Oak trees are a particular favourite of many local people, they support a larger group of organisms. Some suggest Oak trees have more living organisms living on them than any other tree species, making Oak trees an important member of the canal ecosystem. When I walk along the canal especially in the Autumn you see the Jays, Wood Pigeons, Squirrels and Crows feasting on the Acorns. In the Spring the splash of colour as Blue tits, Great Tits and other family members, are all in the leaves all hunting caterpillars!
A new management plan that both Wolverhampton City Council & Walsall MBC with the Canal & River Trust, is beginning to emerge as Local Nature Reserve Status is sought for our canal.
Woodlands are important factors in the improvement of habitat and food sources for a variety of species.
Oak trees, for example as discussed earlier, have grown steadily over the past few years and represent an important resource within the canal ecosystem, which should be maintained through careful management.

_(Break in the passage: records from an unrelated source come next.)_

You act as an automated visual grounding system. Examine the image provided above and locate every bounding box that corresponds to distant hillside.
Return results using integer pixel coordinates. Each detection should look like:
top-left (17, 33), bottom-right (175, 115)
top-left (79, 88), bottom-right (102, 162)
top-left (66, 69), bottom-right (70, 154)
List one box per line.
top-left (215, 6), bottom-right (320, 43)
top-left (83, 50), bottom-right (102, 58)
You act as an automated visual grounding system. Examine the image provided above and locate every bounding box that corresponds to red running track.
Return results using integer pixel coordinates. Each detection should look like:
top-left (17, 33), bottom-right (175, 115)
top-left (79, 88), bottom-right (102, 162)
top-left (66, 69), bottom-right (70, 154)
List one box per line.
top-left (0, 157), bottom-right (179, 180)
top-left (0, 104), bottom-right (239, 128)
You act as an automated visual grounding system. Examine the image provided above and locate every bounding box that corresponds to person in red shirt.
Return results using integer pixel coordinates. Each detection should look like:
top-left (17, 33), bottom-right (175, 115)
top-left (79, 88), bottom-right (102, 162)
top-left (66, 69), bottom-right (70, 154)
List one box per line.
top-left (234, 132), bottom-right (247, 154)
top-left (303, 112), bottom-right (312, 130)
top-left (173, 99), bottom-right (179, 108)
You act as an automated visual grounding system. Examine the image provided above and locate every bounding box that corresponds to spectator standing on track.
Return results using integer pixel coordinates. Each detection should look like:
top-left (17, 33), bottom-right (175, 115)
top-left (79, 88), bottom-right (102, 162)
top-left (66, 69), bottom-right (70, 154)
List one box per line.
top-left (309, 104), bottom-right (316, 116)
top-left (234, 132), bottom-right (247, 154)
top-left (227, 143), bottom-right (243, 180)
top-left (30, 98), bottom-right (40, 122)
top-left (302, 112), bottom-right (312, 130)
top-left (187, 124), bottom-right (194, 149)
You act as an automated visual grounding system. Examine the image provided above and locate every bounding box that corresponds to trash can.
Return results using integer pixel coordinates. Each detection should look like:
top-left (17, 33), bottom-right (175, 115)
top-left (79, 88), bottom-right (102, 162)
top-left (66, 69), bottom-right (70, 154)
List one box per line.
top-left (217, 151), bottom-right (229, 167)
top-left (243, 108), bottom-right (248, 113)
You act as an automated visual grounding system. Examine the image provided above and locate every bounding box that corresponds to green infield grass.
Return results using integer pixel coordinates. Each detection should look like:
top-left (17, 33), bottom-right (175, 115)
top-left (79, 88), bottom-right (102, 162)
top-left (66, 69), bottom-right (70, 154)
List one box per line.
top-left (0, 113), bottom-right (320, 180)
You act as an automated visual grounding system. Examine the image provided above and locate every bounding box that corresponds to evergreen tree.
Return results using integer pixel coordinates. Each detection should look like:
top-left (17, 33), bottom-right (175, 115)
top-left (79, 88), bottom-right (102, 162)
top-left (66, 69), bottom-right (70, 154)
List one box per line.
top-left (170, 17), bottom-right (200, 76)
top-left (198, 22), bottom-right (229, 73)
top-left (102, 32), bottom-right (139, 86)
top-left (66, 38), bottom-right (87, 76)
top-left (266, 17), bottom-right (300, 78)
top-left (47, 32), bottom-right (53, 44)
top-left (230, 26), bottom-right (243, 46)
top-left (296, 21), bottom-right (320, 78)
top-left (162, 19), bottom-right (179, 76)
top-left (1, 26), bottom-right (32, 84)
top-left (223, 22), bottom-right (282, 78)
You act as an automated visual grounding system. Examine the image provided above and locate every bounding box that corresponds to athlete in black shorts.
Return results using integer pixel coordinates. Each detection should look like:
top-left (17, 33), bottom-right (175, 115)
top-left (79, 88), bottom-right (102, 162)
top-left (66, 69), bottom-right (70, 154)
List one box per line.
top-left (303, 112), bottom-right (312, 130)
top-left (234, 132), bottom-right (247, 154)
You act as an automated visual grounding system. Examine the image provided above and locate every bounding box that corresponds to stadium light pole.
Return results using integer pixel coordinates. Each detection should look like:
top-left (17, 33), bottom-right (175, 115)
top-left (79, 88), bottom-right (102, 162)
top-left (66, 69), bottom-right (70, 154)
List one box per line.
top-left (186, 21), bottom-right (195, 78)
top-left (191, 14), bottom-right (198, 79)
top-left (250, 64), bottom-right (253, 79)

The hedgerows that run the length of the canal have been recorded as having Hawthorn, Ash trees, Silver Birch, Sycamore, Horse Chestnut and Field Maple and Rowan present. They are valuable trees for wildlife providing homes and nesting habitat, and food for both Birds and Mammals.
As a consequence of the spatial restrictions imposed by the nature of the bankside, large areas of woodland are not to be seen. But there ARE areas of Woodland near Devils Elbow Bridge and between Pinfold Bridge and Wards Bridge.
Enjoy the benefits of our fabulous canal system and reflect on the importance of The International Forest Day. Enjoy a walk on your canal. It has been here serving the Village and the City for over 200 years! Now that is just fantastic.